Video Transcript
A student correctly substitutes
values into a quadratic formula as follows: 𝑥 equals five plus or minus the square
root of 25 minus 80 all over eight. What is the quadratic equation they
were trying to solve?
In this problem, we’ve been told
that a student has used a quadratic formula to attempt to solve a quadratic
equation. We’re given their solution partway
through. And we’re also told that their
working out is correct. Now the reason the question asked
for the equation the student was trying to solve is because if we look closely, we
can see that the value underneath the square root will be negative.

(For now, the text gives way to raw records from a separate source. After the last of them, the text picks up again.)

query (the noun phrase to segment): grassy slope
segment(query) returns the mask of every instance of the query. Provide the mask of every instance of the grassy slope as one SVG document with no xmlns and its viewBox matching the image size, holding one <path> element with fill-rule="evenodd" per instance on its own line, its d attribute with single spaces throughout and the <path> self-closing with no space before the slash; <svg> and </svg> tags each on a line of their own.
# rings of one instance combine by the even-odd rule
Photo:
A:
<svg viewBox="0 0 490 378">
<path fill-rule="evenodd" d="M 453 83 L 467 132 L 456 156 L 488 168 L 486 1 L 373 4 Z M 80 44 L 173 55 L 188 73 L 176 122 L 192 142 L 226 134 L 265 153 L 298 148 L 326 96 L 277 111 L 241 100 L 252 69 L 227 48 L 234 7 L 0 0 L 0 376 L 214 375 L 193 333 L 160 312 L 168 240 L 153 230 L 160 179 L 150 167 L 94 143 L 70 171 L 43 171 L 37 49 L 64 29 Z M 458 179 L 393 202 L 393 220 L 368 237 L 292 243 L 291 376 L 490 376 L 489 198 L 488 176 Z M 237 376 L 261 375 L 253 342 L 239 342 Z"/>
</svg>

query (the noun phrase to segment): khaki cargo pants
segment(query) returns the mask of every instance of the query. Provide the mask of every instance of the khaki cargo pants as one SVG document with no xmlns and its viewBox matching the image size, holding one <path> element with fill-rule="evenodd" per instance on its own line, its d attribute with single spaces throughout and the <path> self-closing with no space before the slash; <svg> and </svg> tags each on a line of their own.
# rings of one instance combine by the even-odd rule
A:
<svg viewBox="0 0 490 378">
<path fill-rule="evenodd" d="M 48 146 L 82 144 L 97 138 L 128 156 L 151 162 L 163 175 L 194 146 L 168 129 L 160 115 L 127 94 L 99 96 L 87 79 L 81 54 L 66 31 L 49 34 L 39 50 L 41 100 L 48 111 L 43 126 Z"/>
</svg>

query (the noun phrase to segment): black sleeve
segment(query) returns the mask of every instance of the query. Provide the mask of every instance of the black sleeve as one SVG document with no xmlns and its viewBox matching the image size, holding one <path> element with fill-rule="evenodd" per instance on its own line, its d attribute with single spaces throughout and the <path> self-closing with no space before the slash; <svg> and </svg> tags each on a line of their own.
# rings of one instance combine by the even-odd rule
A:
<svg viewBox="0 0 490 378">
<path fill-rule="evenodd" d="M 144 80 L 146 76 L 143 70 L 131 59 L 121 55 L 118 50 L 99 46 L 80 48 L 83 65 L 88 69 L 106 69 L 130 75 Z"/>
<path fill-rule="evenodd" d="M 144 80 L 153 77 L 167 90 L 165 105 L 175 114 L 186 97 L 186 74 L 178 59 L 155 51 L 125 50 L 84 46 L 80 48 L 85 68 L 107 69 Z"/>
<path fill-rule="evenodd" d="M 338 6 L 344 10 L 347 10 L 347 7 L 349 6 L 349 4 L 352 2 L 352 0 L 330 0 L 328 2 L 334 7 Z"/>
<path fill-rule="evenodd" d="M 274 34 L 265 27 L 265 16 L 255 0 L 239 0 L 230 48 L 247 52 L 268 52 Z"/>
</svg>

It’s 25 minus 80 which is equal to
negative 55. The student is trying to find the
square root of a negative value, which we know we can’t do in the real numbers. This doesn’t mean their working out
is wrong. It just means that there are no
real solutions to this equation.
In order to work out the quadratic
equation they were trying to solve, we’re going to need to work backwards. Let’s recall the quadratic
formula. This tells us that the roots of the
general quadratic equation 𝑎𝑥 squared plus 𝑏𝑥 plus 𝑐 equals zero, where 𝑎, 𝑏,
and 𝑐 are real constants and 𝑎 is nonzero, are given by 𝑥 equals negative 𝑏 plus
or minus the square root of 𝑏 squared minus four 𝑎𝑐 all over two 𝑎. We therefore need to work out what
the values of 𝑎, 𝑏, and 𝑐 are for this quadratic equation, as this will give us
the coefficients of 𝑥 squared, 𝑥, and the constant term. We can do this by comparing the
different parts of the student’s solution with the corresponding parts in the
general quadratic formula.
Let’s compare the denominators of
the two fractions first of all. In the general quadratic formula,
we have two 𝑎, whereas in the student’s solution, we have eight. So this gives the equation two 𝑎
is equal to eight. We can solve this equation by
dividing both sides by two, and it gives 𝑎 is equal to four. We’ve therefore found the values of
one of the three unknowns 𝑎, 𝑏, and 𝑐.
Next, let’s look at the first term
in the numerator. In the general quadratic formula,
this is given by negative 𝑏. And in the student’s solution, this
is given by five. Equating these, we have the
equation negative 𝑏 is equal to five. We can solve this equation by
either multiplying or dividing both sides by negative one. And it gives 𝑏 is equal to
negative five. So we’ve now found two of the
unknowns. And in fact, if we look under the
square root, we can see that the first term under the square root is 𝑏 squared. And this is equal to 25 in the
student’s solution. If we take our value of negative
five for 𝑏 and square it, we do indeed get 25. So this confirms that our value of
𝑏 is correct.
Let’s now compare the other part
under the square root. We have 𝑏 squared, and then the
part that follows it is minus four 𝑎𝑐 or negative four 𝑎𝑐. In the student’s solution, this is
equivalent to negative 80. So we have the equation negative
four 𝑎𝑐 equals negative 80. And in fact, we can multiply both
sides of this equation by negative one to simplify. So we have simply four 𝑎𝑐 equals
80. Remember, we’ve already worked out
the value of 𝑎. 𝑎 is equal to four. So substituting 𝑎 equals four, on
the left-hand side, we have four multiplied by four multiplied by 𝑐; that’s
16𝑐. So our equation becomes 16𝑐 is
equal to 80.
To solve, we divide both sides of
the equation by 16, giving 𝑐 equals 80 over 16, which simplifies to five. We’ve therefore found the values of
the constants 𝑎, 𝑏, and 𝑐. All that’s left to do is to
substitute these into the general form of a quadratic equation. Remember, 𝑎 represents the
coefficient of 𝑥 squared, 𝑏 represents the coefficient of 𝑥, and 𝑐 represents
the constant term. So we have the equation four 𝑥
squared minus five 𝑥 plus five is equal to zero. And this is the quadratic equation
the student was trying to solve by applying the quadratic formula.